Cutting through the noise, what are the key areas of disruption for AI?
There are certainly a few clear signals emerging. AI is eroding labor-dependent service models focused on manual review and call-center operations while accelerating analytics, revenue cycle management, care management, and reporting. In my view, companies reliant on linear headcount growth could face compression; however, those embedding automation into workflows have the potential to expand margins and scale more efficiently. Faster iteration may also shorten product development cycles.
How do we distinguish defensible AI from marketing claims?
I believe defensible AI depends on proprietary, high-quality data that compounds in value with scale, deep integration into essential workflows, and objective performance improvements over traditional methods. Vendors that rely primarily on public or third-party models may deliver an incremental benefit, but they may struggle to achieve durable competitive advantage. Structural defensibility arises from systems that continuously learn and improve within proprietary data environments.

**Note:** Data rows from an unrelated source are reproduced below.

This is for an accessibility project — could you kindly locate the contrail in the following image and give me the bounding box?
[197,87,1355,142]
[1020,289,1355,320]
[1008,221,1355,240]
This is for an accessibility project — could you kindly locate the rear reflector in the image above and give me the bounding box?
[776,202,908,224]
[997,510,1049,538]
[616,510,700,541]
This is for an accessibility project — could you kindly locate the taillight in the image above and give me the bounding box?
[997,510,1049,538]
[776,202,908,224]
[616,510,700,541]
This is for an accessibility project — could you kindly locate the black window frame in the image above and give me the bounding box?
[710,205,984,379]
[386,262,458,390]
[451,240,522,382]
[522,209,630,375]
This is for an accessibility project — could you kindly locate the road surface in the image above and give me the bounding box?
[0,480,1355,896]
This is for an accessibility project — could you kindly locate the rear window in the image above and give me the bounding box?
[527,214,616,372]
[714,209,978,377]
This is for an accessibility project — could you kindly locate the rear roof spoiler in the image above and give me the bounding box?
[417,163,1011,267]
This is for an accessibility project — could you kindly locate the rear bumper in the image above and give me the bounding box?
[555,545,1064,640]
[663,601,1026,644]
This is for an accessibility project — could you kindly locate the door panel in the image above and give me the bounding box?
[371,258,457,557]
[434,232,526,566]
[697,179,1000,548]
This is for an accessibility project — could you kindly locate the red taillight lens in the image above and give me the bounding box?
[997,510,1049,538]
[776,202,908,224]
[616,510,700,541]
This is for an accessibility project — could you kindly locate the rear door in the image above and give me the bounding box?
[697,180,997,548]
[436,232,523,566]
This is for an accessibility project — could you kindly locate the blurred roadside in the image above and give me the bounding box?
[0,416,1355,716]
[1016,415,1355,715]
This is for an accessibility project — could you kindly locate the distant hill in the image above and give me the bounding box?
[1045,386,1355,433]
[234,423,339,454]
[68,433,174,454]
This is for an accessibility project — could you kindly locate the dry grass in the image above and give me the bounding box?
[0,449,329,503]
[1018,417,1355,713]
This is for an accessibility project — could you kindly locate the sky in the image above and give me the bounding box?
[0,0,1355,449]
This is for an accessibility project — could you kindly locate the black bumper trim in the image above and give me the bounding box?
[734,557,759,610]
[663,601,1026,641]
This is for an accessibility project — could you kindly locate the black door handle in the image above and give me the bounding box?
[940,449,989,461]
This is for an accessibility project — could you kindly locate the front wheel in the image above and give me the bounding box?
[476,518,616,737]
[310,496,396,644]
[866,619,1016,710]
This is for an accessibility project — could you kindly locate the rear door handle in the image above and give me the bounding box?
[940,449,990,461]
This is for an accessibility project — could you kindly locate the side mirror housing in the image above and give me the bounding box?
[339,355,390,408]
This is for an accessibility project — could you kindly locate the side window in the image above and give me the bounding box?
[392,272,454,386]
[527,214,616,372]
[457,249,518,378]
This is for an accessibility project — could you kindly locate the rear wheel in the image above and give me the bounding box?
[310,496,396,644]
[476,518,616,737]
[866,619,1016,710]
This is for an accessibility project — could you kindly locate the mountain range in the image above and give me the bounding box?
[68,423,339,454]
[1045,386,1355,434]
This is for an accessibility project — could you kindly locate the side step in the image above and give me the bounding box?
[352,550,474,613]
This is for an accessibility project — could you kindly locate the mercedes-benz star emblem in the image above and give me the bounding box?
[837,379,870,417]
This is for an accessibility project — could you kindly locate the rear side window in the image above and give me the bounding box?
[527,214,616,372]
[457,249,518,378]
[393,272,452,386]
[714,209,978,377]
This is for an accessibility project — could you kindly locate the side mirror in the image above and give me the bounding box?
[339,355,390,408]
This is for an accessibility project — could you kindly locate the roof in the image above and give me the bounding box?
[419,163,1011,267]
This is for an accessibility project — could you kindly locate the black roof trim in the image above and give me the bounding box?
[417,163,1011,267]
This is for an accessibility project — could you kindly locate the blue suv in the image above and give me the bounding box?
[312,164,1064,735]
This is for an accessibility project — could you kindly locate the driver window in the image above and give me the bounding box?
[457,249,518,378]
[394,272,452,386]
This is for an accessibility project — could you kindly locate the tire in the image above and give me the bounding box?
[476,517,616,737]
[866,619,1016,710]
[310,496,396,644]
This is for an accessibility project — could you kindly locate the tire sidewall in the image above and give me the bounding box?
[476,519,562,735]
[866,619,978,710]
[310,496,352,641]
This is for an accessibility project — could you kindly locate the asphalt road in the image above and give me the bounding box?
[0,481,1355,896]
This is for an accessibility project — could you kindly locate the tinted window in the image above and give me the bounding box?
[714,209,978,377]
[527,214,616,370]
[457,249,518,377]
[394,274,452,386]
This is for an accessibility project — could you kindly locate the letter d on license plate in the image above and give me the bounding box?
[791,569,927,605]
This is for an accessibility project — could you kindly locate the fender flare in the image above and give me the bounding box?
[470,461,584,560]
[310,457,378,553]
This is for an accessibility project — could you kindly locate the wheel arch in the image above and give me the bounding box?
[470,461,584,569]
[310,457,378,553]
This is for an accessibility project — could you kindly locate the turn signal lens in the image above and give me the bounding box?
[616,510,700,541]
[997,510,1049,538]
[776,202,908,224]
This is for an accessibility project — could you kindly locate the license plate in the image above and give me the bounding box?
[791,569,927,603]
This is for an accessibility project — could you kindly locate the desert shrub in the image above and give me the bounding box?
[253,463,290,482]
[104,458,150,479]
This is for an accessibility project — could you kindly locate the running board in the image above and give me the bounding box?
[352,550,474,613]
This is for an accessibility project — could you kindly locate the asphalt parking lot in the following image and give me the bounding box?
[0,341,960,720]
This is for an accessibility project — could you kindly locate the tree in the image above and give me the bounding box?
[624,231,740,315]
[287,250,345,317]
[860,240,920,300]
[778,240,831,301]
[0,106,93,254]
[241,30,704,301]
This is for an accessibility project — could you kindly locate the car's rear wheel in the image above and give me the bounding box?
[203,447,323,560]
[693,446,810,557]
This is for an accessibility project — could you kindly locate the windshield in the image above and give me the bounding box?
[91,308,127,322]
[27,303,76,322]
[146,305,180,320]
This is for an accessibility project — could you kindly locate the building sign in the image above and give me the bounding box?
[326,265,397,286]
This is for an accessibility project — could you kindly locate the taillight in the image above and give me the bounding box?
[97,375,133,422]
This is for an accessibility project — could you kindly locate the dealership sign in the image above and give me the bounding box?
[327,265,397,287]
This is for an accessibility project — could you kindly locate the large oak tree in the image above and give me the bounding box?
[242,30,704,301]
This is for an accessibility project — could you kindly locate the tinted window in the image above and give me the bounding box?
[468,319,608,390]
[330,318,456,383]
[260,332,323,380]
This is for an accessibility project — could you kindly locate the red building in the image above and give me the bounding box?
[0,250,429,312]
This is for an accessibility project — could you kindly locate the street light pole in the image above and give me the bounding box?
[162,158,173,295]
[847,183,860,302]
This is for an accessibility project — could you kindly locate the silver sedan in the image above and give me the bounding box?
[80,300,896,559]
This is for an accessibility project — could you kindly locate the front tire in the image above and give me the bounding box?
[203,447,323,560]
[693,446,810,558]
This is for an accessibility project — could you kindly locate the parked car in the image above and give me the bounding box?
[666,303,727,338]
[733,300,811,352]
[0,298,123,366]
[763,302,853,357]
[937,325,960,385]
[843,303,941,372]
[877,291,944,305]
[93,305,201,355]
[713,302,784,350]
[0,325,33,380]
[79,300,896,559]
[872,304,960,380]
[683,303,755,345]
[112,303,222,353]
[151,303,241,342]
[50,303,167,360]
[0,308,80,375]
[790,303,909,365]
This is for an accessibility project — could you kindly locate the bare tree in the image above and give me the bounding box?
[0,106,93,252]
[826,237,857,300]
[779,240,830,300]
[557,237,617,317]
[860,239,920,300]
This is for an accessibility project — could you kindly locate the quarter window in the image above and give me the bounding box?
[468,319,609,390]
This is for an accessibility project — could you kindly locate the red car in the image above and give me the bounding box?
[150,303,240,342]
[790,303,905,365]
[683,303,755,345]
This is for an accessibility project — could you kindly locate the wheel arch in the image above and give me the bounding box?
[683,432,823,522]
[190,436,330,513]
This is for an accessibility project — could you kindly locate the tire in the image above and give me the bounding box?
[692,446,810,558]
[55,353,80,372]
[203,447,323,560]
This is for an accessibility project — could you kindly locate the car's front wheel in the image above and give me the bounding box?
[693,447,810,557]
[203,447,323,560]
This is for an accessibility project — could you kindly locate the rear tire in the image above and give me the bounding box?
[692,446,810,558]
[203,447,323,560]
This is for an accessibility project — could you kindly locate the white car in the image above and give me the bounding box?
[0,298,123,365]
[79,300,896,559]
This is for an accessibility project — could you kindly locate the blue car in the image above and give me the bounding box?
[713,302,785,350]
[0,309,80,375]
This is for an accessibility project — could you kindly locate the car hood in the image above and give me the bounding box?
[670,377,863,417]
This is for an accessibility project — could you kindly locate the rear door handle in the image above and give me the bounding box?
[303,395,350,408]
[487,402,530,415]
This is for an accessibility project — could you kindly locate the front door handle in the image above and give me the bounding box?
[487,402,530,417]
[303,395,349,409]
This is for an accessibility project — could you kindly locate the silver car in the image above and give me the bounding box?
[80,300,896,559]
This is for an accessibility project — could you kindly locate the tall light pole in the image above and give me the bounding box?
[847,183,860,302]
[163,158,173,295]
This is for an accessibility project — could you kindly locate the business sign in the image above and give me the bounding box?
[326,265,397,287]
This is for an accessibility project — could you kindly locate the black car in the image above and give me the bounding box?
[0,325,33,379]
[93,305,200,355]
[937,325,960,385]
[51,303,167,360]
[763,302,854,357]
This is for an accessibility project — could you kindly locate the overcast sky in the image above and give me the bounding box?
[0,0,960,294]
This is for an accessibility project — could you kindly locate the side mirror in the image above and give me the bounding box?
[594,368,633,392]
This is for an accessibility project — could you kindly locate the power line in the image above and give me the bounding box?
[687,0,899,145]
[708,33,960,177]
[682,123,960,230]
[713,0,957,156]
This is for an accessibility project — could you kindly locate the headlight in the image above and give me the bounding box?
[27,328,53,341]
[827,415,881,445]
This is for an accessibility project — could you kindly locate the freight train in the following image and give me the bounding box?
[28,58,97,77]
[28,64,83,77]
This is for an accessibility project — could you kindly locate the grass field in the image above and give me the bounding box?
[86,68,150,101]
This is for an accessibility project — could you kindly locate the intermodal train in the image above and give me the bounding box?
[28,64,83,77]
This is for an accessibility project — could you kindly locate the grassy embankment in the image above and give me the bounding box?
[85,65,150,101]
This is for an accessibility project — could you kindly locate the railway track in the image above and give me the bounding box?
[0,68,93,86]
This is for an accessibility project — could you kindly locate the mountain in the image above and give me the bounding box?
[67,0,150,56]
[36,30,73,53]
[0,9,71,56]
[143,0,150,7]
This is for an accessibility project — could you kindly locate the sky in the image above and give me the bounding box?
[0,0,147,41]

AI IN HEALTHCARE & LIFE SCIENCES
How should we think about AI in healthcare operations?
Sometimes AI is glorified to be robots or other jarring images. In reality, AI is reshaping both product and operational processes, the mundane tasks. It accelerates software development cycles, streamlines reporting, automates chart abstraction, optimizes staffing and care coordination, and enables standardized decision-support across clients. Companies that develop high-performing AI capabilities once and deploy them repeatedly across their customer base may have the ability to establish a lasting operational advantage.
What are the main risks and deployment challenges?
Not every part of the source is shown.